Arbitration in WTO disputes : the forgotten alternative
University of British Columbia
Master of Laws - LLM
The creation of a binding adjudication system under the Dispute Settlement Understanding ("DSU") is one of the major successes of the WTO. However, while the Dispute Settlement Body ("DSB") has experienced a high level of compliance with its rulings, there have been enough failures to raise concerns about compliance with WTO rulings. This in turn endangers the long term viability and legitimacy of the WTO as a decision-making body. This thesis explores the possibility of more effective integration of arbitration as a means of dealing with a small number of problematic cases where compliance with a ruling is doubtful. It considers arbitration as an alternative to what has effectively become an institutionalized litigation system involving panels and the Appellate Body, and as an adjunct to the diplomatic resolution of disputes, particularly for policy driven cases where compliance with WTO rulings is more doubtful.
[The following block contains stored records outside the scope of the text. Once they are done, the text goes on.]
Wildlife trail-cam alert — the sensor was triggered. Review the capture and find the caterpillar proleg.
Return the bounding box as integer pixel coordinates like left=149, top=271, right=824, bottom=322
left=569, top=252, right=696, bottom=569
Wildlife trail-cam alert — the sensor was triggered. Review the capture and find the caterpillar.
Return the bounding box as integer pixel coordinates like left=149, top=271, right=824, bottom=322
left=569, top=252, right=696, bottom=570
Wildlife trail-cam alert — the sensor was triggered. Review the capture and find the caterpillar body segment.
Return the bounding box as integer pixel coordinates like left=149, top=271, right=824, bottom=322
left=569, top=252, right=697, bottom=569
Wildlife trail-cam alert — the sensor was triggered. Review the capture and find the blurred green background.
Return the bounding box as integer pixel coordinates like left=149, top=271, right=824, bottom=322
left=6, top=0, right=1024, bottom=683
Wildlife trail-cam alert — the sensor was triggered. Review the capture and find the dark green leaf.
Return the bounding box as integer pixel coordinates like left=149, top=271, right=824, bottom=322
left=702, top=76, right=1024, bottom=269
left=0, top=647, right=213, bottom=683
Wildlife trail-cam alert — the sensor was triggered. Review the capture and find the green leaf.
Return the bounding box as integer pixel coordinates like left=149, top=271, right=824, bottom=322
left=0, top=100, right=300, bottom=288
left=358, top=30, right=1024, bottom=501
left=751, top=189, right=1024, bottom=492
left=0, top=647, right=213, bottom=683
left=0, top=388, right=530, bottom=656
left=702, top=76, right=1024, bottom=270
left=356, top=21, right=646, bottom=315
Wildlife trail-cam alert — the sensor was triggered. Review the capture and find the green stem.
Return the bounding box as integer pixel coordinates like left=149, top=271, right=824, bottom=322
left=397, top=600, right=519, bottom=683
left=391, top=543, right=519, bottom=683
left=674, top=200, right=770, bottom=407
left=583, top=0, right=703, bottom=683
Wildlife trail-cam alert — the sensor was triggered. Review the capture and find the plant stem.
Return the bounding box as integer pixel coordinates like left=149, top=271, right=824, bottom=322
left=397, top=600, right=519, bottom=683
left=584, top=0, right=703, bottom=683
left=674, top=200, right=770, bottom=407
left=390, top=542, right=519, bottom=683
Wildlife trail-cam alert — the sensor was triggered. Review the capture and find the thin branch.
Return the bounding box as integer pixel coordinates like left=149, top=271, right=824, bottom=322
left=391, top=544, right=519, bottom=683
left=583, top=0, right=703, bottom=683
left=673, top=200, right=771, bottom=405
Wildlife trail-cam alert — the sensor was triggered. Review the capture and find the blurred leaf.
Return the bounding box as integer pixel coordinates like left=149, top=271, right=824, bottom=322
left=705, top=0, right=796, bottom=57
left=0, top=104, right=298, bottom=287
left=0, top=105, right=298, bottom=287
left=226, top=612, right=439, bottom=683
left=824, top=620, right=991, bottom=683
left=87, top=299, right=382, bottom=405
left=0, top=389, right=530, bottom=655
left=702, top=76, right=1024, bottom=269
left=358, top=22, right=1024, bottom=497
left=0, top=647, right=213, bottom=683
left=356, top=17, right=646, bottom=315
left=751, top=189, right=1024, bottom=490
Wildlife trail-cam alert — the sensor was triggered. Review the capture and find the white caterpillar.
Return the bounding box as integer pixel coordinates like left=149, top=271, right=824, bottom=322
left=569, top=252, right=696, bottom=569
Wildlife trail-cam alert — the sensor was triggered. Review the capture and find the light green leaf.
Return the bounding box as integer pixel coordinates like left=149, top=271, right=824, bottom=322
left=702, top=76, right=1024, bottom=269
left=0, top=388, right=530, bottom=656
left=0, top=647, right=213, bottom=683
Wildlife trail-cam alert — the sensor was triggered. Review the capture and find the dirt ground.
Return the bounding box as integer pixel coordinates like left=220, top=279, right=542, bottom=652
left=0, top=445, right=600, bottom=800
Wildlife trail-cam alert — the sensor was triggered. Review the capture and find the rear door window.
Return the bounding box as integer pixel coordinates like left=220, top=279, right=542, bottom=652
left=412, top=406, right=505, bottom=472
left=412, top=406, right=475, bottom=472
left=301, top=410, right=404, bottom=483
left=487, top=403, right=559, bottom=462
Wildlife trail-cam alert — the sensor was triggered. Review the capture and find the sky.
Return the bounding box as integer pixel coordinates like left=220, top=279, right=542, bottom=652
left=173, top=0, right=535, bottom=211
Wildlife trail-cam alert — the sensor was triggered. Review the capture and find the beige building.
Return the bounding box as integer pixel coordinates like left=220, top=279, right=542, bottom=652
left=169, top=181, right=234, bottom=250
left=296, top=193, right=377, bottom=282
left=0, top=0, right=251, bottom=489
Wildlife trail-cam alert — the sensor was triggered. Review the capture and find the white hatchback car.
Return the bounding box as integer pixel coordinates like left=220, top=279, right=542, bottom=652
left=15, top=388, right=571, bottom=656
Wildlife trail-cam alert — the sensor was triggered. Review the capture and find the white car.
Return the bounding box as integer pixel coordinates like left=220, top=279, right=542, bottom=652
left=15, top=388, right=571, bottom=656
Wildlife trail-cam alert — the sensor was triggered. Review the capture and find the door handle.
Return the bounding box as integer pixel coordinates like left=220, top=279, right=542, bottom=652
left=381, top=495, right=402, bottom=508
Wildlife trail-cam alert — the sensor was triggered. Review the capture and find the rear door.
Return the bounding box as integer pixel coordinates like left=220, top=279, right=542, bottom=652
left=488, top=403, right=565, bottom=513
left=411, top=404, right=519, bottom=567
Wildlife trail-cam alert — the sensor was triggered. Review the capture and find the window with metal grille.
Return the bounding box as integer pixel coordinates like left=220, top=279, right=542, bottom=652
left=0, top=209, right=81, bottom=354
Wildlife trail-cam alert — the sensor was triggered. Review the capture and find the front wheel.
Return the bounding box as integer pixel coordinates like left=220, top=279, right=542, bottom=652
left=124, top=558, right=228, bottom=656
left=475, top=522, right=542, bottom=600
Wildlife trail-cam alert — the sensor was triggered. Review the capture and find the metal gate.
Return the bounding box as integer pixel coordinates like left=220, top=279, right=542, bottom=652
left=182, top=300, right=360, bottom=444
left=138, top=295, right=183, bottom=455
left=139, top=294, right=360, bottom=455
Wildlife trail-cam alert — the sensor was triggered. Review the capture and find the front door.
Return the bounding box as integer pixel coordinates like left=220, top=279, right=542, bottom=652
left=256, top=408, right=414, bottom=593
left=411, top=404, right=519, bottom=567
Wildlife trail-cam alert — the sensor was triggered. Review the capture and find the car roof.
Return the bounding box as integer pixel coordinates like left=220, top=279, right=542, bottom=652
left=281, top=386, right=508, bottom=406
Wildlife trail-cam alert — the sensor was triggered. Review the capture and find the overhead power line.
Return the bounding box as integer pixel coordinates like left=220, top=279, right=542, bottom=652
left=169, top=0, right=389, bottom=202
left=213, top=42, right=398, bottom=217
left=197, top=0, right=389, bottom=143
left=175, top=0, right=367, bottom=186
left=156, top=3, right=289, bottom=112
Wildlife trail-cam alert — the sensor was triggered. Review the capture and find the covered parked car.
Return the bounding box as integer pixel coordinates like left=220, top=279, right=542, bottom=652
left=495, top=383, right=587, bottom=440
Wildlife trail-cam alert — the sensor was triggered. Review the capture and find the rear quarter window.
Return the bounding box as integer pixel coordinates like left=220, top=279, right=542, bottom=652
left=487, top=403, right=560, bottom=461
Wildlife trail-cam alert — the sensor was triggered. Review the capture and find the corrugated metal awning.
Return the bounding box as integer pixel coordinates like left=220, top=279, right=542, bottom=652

While proposals for the use of arbitration made during the Uruguay Round of negotiations leading to the creation o f the WTO have been realized in the provisions of the DSU, arbitration has never been effectively tested as a true alternative. Further, arbitration as an alternative to the litigation system has been almost entirely ignored in the context of the current debate over reform of the WTO dispute settlement system. After over a decade of WTO decision making, it is now an opportune point to consider meaningful institutional reform that more fully incorporates arbitration as an alternative form of dispute settlement at the WTO in politically difficult cases, and that builds on the existing but underused arbitration provision in Article 25 of the DSU. This thesis challenges the predominant bias towards the litigation system involving panels and the Appellate Body as a one-size-fits-all solution. It explores the potential role of arbitration, in the context of compliance theories, a historical review of the negotiations during the Uruguay Round, and an analysis of the shortcomings of the current DSU that contribute to the problems of non-compliance.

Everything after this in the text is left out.